One way for travel advisors to rebuild their cruise business: Travel Weekly

Johanna Jainchill

Johanna Jainchill

Last week, Royal Caribbean Group CEO Richard Fain got real with travel advisors: He told them they were missing out on the renewed interest in cruising, with the bulk of the sales surge at Royal coming from the internet. The time has come, he said, for agents to rebuild their businesses.

Shortly after that, I spoke with Vicki Freed, Royal Caribbean International’s senior vice president of sales, trade support and service, about one of her favorite topics: helping travel advisors build and sell groups.

Freed has long suggested that advisors focus more on putting together groups to help build their business. And while talk may be cheap, Freed put her money where her mouth is last month. She put together her own cruise group, of her pickleball-playing pals.  

During the pandemic, Freed took up pickleball in her neighborhood and said that one of the players had suggested they all go on a cruise. Freed told them that the Royal Caribbean has pickleball courts onboard. “And that was the hook,” she said. 

“Within five days, I had 12 suites booked on a weekend cruise onboard the Freedom of the Seas,” Freed told me. “I could have sold more, but we ran out of suites.”

Freed said the group played pickleball every morning. They went off the ship when they were at Perfect Day at CocoCay, Royal’s private island, where the group purchased cabanas. They also added on the three-night specialty dining package. 

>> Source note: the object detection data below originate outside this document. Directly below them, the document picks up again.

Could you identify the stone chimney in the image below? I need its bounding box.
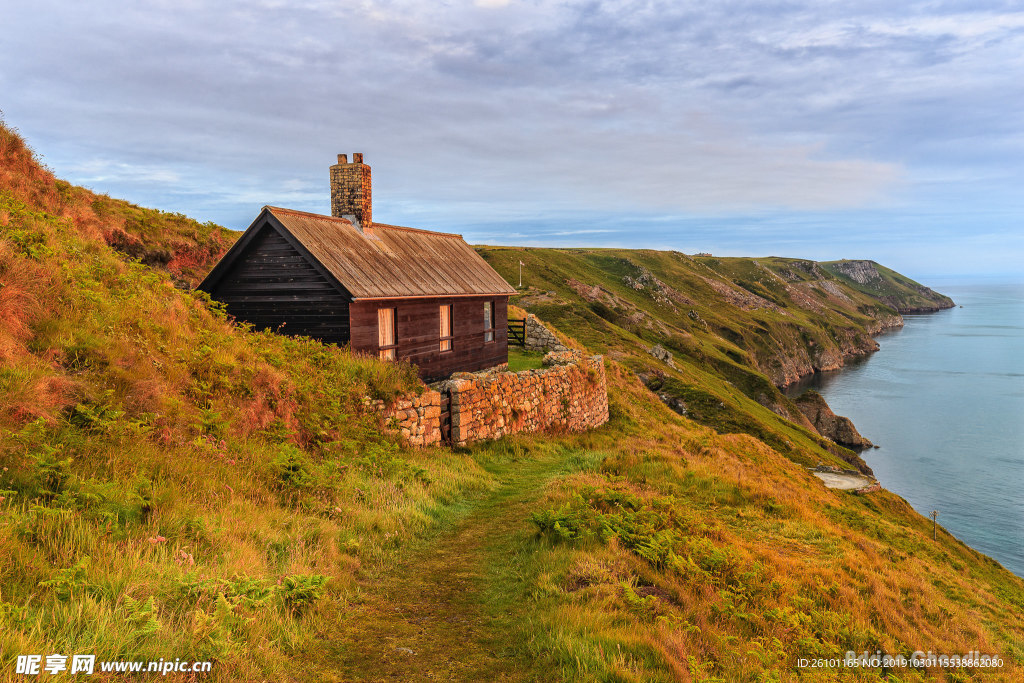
[331,152,373,231]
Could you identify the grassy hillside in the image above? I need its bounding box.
[480,247,902,471]
[0,120,1024,682]
[820,260,953,313]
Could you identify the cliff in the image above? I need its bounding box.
[0,118,1024,683]
[821,260,953,313]
[796,389,873,451]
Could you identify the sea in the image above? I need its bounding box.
[787,282,1024,577]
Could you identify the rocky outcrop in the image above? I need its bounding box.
[821,259,953,313]
[796,390,872,451]
[647,344,676,368]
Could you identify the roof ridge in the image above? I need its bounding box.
[263,205,352,225]
[373,223,462,240]
[263,205,463,240]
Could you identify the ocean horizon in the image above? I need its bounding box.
[795,278,1024,577]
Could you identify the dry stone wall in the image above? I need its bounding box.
[368,351,608,446]
[367,389,441,445]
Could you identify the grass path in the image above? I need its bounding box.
[330,454,567,681]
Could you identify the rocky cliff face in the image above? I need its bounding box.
[796,390,872,451]
[821,260,953,313]
[754,313,903,387]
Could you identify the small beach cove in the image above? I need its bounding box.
[786,284,1024,575]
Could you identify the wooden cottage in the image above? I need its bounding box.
[199,154,515,380]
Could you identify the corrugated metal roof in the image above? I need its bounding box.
[264,207,515,299]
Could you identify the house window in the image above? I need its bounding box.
[439,303,453,351]
[483,301,495,342]
[377,308,398,360]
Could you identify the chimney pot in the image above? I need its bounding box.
[331,152,373,224]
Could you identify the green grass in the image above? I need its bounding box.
[509,346,544,373]
[0,120,1024,682]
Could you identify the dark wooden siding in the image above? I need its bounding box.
[350,296,508,380]
[210,225,354,344]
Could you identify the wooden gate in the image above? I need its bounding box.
[509,317,526,346]
[440,389,452,445]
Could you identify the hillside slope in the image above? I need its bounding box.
[0,122,1024,682]
[820,260,953,313]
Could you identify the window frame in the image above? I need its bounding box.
[377,306,398,360]
[437,303,455,353]
[483,301,495,344]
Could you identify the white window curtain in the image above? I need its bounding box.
[438,304,452,351]
[377,308,395,360]
[483,301,495,342]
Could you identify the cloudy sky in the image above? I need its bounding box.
[6,0,1024,278]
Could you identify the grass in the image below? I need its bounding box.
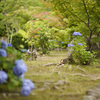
[0,51,100,100]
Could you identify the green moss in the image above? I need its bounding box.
[0,52,100,100]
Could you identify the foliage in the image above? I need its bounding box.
[12,33,28,50]
[48,0,100,50]
[68,32,94,65]
[0,41,34,96]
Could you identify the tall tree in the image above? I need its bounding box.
[51,0,100,50]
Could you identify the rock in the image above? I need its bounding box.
[54,80,69,86]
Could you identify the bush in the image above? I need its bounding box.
[12,34,28,50]
[0,41,34,96]
[68,32,94,65]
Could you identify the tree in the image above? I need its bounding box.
[51,0,100,51]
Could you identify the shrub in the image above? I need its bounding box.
[68,32,94,65]
[0,41,35,96]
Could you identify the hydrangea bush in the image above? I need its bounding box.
[68,32,94,65]
[0,41,35,96]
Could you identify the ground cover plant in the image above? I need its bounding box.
[0,50,100,100]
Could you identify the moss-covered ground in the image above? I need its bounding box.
[0,51,100,100]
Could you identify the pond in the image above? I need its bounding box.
[0,52,100,100]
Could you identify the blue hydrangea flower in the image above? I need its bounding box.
[18,74,24,80]
[78,43,83,46]
[13,59,27,76]
[20,49,27,53]
[73,32,81,36]
[8,43,13,47]
[68,44,73,47]
[1,41,8,49]
[22,79,35,90]
[20,86,31,96]
[0,70,8,84]
[0,49,7,57]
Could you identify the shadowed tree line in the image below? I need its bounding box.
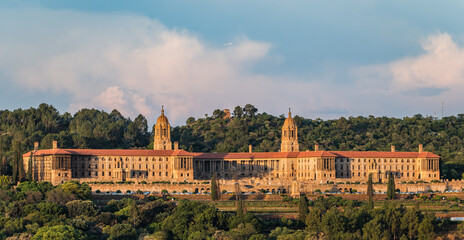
[0,104,464,179]
[0,176,464,240]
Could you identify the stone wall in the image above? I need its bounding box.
[89,180,464,195]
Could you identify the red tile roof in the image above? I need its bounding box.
[23,149,192,157]
[330,151,440,158]
[193,151,335,159]
[23,149,440,159]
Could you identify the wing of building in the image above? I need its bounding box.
[23,109,440,184]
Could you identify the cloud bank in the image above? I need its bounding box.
[0,9,464,125]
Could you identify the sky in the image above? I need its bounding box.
[0,0,464,126]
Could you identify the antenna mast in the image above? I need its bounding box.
[441,102,443,119]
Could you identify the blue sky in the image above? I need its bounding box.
[0,1,464,125]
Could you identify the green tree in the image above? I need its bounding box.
[298,195,309,226]
[104,224,137,240]
[401,206,422,240]
[26,151,33,181]
[130,201,140,227]
[236,199,246,217]
[211,173,219,201]
[367,173,374,209]
[387,172,396,200]
[243,104,258,117]
[66,200,97,218]
[418,212,435,240]
[59,181,92,200]
[233,106,243,118]
[32,225,85,240]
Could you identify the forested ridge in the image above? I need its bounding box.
[0,104,464,178]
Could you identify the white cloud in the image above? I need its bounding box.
[389,33,464,91]
[0,9,464,125]
[0,9,340,124]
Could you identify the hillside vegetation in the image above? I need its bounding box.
[0,104,464,179]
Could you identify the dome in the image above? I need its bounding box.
[156,107,169,126]
[284,109,296,127]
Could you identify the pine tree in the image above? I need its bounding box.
[211,173,219,201]
[0,139,2,176]
[387,172,395,200]
[13,159,18,183]
[26,152,32,181]
[237,199,246,217]
[15,140,25,181]
[130,201,140,227]
[367,173,374,209]
[298,195,309,226]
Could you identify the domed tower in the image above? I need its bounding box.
[153,107,172,150]
[280,109,300,152]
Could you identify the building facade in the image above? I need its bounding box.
[23,109,440,186]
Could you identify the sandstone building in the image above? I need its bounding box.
[23,109,440,186]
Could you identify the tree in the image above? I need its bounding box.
[66,200,97,218]
[418,212,435,240]
[26,151,33,181]
[236,199,246,218]
[233,106,243,118]
[13,160,18,183]
[298,195,309,226]
[367,173,374,209]
[104,224,137,240]
[401,206,422,239]
[211,173,219,201]
[59,181,92,200]
[387,172,396,200]
[213,109,226,118]
[32,225,84,240]
[243,104,258,117]
[13,140,24,182]
[130,201,140,227]
[185,117,195,125]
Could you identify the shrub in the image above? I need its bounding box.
[282,196,293,202]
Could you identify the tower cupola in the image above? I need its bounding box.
[153,106,172,150]
[280,109,300,152]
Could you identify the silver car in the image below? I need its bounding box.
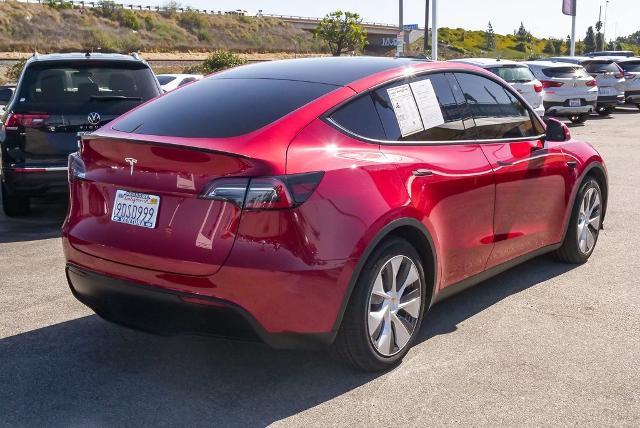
[549,56,626,116]
[525,61,598,123]
[616,58,640,109]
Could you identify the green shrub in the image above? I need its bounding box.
[185,50,247,74]
[118,10,142,31]
[178,9,209,31]
[5,58,27,82]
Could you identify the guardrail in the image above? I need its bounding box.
[5,0,397,28]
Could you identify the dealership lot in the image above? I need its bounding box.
[0,109,640,426]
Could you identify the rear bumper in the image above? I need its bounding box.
[2,167,69,196]
[598,94,624,107]
[66,264,335,349]
[544,99,596,116]
[624,91,640,104]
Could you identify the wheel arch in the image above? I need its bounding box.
[333,217,438,332]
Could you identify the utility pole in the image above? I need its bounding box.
[431,0,438,61]
[424,0,429,55]
[602,0,609,47]
[396,0,404,56]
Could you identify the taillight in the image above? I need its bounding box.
[202,172,324,210]
[4,113,49,128]
[540,80,564,89]
[68,152,87,183]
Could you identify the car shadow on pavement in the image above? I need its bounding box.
[418,256,577,341]
[0,196,67,244]
[0,258,572,426]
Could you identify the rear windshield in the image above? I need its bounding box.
[542,67,589,79]
[489,66,535,83]
[584,62,620,74]
[618,61,640,73]
[158,76,176,85]
[114,77,337,138]
[15,61,159,114]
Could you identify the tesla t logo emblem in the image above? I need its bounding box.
[87,112,100,125]
[124,158,138,175]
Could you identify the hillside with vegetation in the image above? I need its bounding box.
[0,1,322,52]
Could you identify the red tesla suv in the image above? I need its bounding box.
[63,57,607,370]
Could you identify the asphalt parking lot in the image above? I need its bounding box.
[0,109,640,427]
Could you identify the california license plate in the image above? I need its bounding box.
[111,190,160,229]
[598,88,616,96]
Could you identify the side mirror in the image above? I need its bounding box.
[546,119,571,142]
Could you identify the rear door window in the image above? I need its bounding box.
[618,61,640,73]
[488,66,535,83]
[455,73,541,140]
[542,67,590,79]
[330,94,386,140]
[15,61,159,114]
[372,73,469,141]
[584,61,620,74]
[114,77,338,138]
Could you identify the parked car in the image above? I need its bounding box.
[0,85,15,116]
[549,57,626,116]
[0,53,161,216]
[63,57,608,370]
[157,74,204,92]
[525,61,598,123]
[444,58,545,116]
[587,51,635,57]
[614,58,640,109]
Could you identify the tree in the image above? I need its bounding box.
[564,36,571,55]
[486,21,496,50]
[313,10,367,56]
[584,27,596,52]
[542,40,556,55]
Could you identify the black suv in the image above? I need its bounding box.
[0,53,162,217]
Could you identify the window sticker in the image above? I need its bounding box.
[387,85,424,137]
[411,79,445,129]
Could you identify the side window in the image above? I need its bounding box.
[331,94,386,140]
[455,73,541,140]
[373,74,468,141]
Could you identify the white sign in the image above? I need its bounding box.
[411,79,445,129]
[387,85,424,137]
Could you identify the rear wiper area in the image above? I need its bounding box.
[90,95,142,101]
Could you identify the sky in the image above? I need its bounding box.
[126,0,640,39]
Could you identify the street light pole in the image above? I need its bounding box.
[423,0,429,55]
[431,0,438,61]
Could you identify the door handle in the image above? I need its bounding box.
[412,169,433,177]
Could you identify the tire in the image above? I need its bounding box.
[330,237,428,372]
[569,114,589,123]
[555,177,603,264]
[2,183,30,217]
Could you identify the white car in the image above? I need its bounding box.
[549,56,626,116]
[616,58,640,108]
[444,58,544,116]
[525,61,598,123]
[156,74,204,92]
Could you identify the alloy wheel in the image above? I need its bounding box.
[367,256,423,357]
[577,187,602,254]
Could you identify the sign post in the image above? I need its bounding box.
[562,0,578,56]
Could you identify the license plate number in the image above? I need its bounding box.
[111,190,160,229]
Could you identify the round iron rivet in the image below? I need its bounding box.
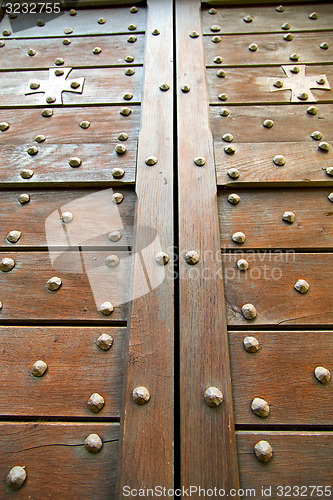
[20,168,34,179]
[237,259,249,271]
[242,304,257,319]
[282,212,296,224]
[111,167,125,179]
[6,465,27,490]
[243,337,259,353]
[96,333,113,351]
[0,257,15,273]
[132,386,150,405]
[254,441,273,463]
[84,434,103,454]
[315,366,331,384]
[185,250,199,266]
[204,387,223,408]
[60,212,73,224]
[6,231,22,243]
[294,280,310,294]
[155,252,170,266]
[251,398,270,418]
[45,276,62,292]
[31,359,47,377]
[228,193,240,205]
[112,193,124,205]
[87,392,105,413]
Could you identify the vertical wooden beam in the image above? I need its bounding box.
[176,0,239,492]
[118,0,174,498]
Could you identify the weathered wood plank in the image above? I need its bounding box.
[0,35,144,69]
[207,65,333,103]
[204,31,333,67]
[0,67,142,108]
[229,331,333,426]
[214,140,333,186]
[176,0,239,498]
[0,422,119,500]
[202,2,333,34]
[223,252,333,328]
[0,252,132,323]
[237,431,333,500]
[0,326,126,418]
[0,189,135,251]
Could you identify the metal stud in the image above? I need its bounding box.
[204,387,223,408]
[87,392,105,413]
[242,304,257,320]
[84,434,103,454]
[45,276,62,292]
[132,386,150,405]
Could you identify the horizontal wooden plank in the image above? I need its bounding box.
[210,104,333,143]
[0,189,136,250]
[204,31,333,66]
[202,2,333,34]
[229,331,333,425]
[207,65,333,107]
[218,188,333,250]
[0,252,131,323]
[237,431,333,500]
[223,252,333,328]
[0,422,119,500]
[0,326,126,418]
[1,6,146,38]
[0,35,144,69]
[215,141,333,186]
[0,67,142,107]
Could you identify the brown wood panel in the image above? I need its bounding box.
[218,187,333,250]
[210,104,333,147]
[229,331,333,425]
[0,326,126,418]
[214,140,333,186]
[0,35,144,69]
[0,422,119,500]
[0,67,142,108]
[207,65,333,103]
[0,252,130,323]
[204,31,333,67]
[223,252,333,327]
[1,6,146,38]
[202,2,333,34]
[237,431,333,500]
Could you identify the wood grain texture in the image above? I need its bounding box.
[176,0,238,492]
[204,31,333,67]
[117,0,174,498]
[207,65,333,107]
[223,252,333,328]
[0,326,126,418]
[229,331,333,426]
[0,34,144,69]
[237,431,333,500]
[0,422,119,500]
[202,2,333,34]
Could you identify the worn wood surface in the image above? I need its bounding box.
[0,326,126,418]
[202,2,333,34]
[229,331,333,426]
[0,35,144,69]
[223,252,333,328]
[237,431,333,500]
[0,422,119,500]
[176,0,238,492]
[118,0,177,492]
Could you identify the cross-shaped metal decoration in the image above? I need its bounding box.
[25,68,85,104]
[268,65,331,102]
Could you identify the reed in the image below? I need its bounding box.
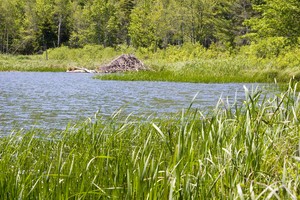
[0,83,300,199]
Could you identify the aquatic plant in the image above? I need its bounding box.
[0,83,300,199]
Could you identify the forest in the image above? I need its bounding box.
[0,0,300,56]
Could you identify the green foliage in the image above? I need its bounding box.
[246,0,300,41]
[0,87,300,199]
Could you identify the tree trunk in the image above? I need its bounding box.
[57,15,62,47]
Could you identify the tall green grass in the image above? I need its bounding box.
[0,83,300,200]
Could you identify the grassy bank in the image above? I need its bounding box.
[0,42,300,83]
[0,84,300,199]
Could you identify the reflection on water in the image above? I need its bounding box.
[0,72,276,133]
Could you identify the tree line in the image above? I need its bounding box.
[0,0,300,54]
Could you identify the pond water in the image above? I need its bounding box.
[0,72,276,134]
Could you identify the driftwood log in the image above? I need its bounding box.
[67,67,97,73]
[97,54,147,73]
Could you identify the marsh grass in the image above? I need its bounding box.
[0,83,300,199]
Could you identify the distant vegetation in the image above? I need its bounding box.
[0,84,300,199]
[0,0,300,82]
[0,0,300,54]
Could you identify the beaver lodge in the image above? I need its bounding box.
[97,54,147,73]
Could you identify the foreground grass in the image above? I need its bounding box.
[0,83,300,199]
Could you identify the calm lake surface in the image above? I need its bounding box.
[0,72,276,134]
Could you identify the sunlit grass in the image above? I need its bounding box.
[0,83,300,199]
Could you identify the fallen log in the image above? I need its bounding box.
[97,54,147,73]
[67,67,97,73]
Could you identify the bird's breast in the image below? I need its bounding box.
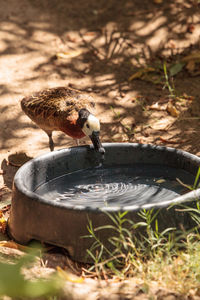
[59,120,85,139]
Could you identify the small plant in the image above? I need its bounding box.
[0,250,63,299]
[163,62,176,99]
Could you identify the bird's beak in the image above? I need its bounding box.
[90,131,105,154]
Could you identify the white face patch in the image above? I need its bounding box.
[82,114,100,136]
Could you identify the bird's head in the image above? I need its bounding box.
[77,108,105,154]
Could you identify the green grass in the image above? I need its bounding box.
[85,168,200,295]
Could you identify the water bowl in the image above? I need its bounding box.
[9,143,200,262]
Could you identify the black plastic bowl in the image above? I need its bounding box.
[9,143,200,262]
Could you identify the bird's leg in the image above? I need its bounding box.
[45,131,54,151]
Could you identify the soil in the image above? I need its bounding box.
[0,0,200,299]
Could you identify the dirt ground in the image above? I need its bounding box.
[0,0,200,299]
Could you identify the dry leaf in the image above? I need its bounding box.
[167,101,179,117]
[186,60,195,73]
[8,152,32,167]
[0,217,7,234]
[150,118,171,130]
[128,67,155,81]
[56,49,83,58]
[160,136,178,144]
[156,179,166,183]
[0,241,30,251]
[57,266,84,283]
[182,51,200,62]
[149,102,166,111]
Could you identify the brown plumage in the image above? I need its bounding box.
[21,87,102,152]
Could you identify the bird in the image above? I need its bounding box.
[21,87,105,154]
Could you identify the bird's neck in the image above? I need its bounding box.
[60,120,85,139]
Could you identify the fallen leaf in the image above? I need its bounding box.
[156,179,166,183]
[182,51,200,62]
[187,24,195,33]
[57,266,84,283]
[167,101,179,117]
[56,49,83,58]
[148,102,167,111]
[186,60,195,73]
[150,118,171,130]
[0,217,7,234]
[160,136,179,144]
[0,241,30,251]
[128,67,155,81]
[8,152,32,167]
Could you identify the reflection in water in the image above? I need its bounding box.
[35,164,194,207]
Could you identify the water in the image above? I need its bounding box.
[35,164,194,208]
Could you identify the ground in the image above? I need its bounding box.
[0,0,200,299]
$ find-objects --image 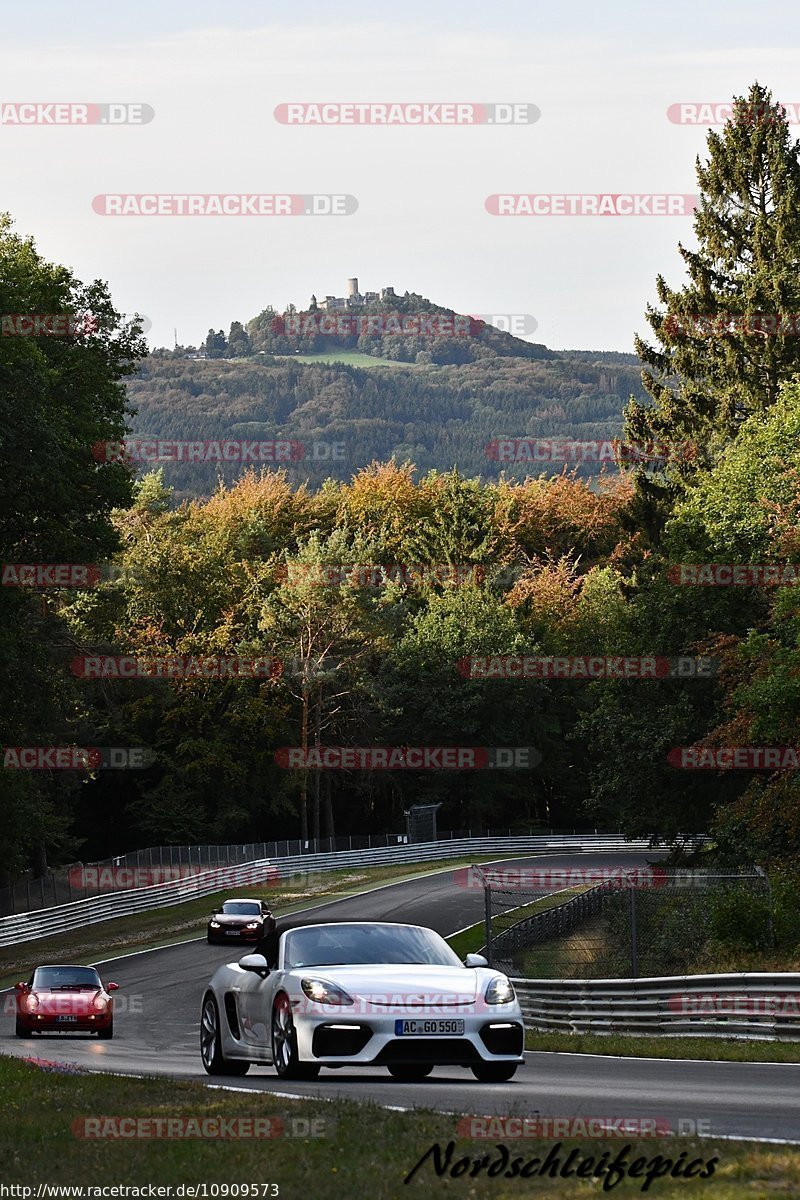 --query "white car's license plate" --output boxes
[395,1019,464,1038]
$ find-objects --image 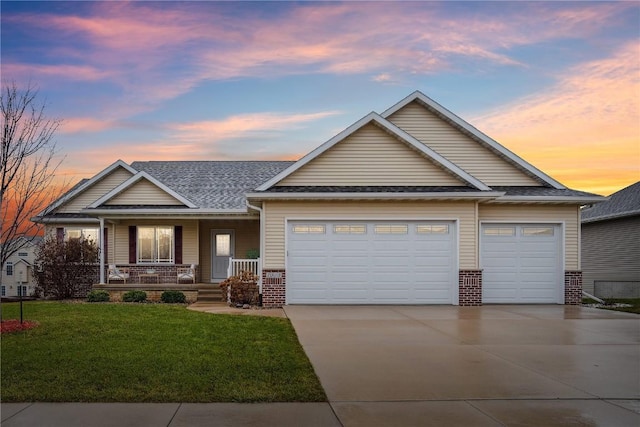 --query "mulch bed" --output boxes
[0,319,38,334]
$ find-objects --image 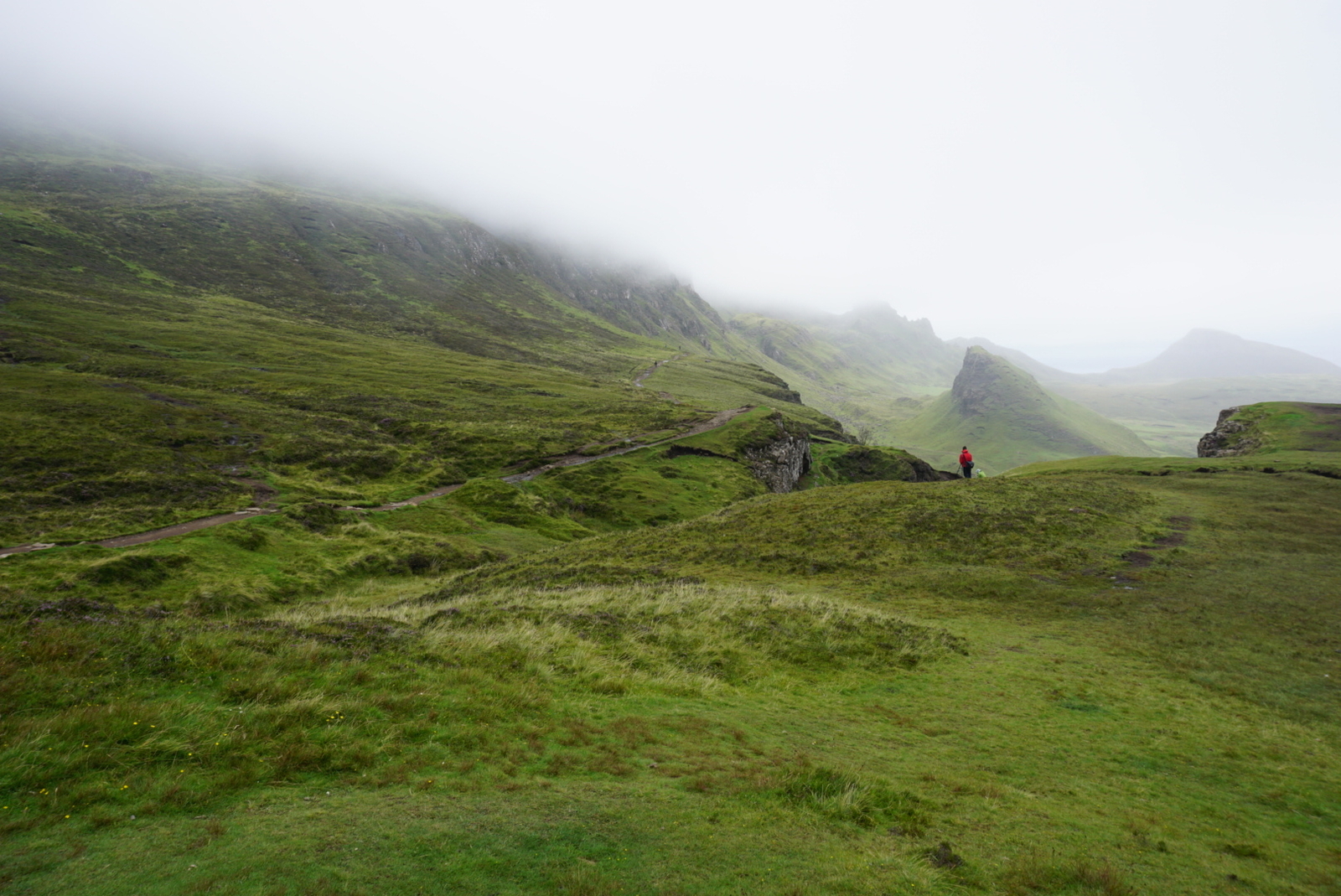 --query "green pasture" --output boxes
[0,466,1341,894]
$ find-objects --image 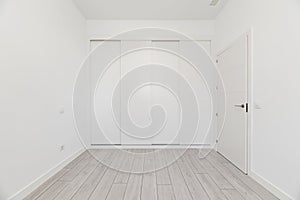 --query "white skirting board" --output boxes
[249,171,294,200]
[88,144,212,149]
[8,149,85,200]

“Now everyone wants to do a repeat group,” she said. And she added that those who could not attend the last cruise were reaching out to her about a second.

Groups are a good way to build cruise business

The connection to Fain’s comment, of course, is that groups are a good way for advisors to build back their businesses. And while it may seem like something that’s easier said than done, Freed believes that travel advisors should “take something you love and make a group out of it,” like she did with pickleball.

Doing that means letting go of the notion that groups are hard to build.   

“Yes, if you’re putting together a music performing group, there’s complexity: You need meeting space, you need performance space, you need sound and tech and all that,” Freed said. “But there are a lot of clusters of groups: book groups, craft groups. We do a lot of craft groups; people love crafting, they sit in a conference room and they bring all their crafting stuff.”

One advisor, she said, books Girls Scouts and their moms.

“And she just makes it a fun Girl Scouts group and then they go and visit local girl scout chapters in the [Caribbean] islands,” she said.

Freed suggested that advisors start with small clusters of people, like she did with the pickleball group, and let it grow.

“We want to just help them put their toe back in the water,” she said of travel advisors. “They don’t have to swim the Olympics. They can just start small.”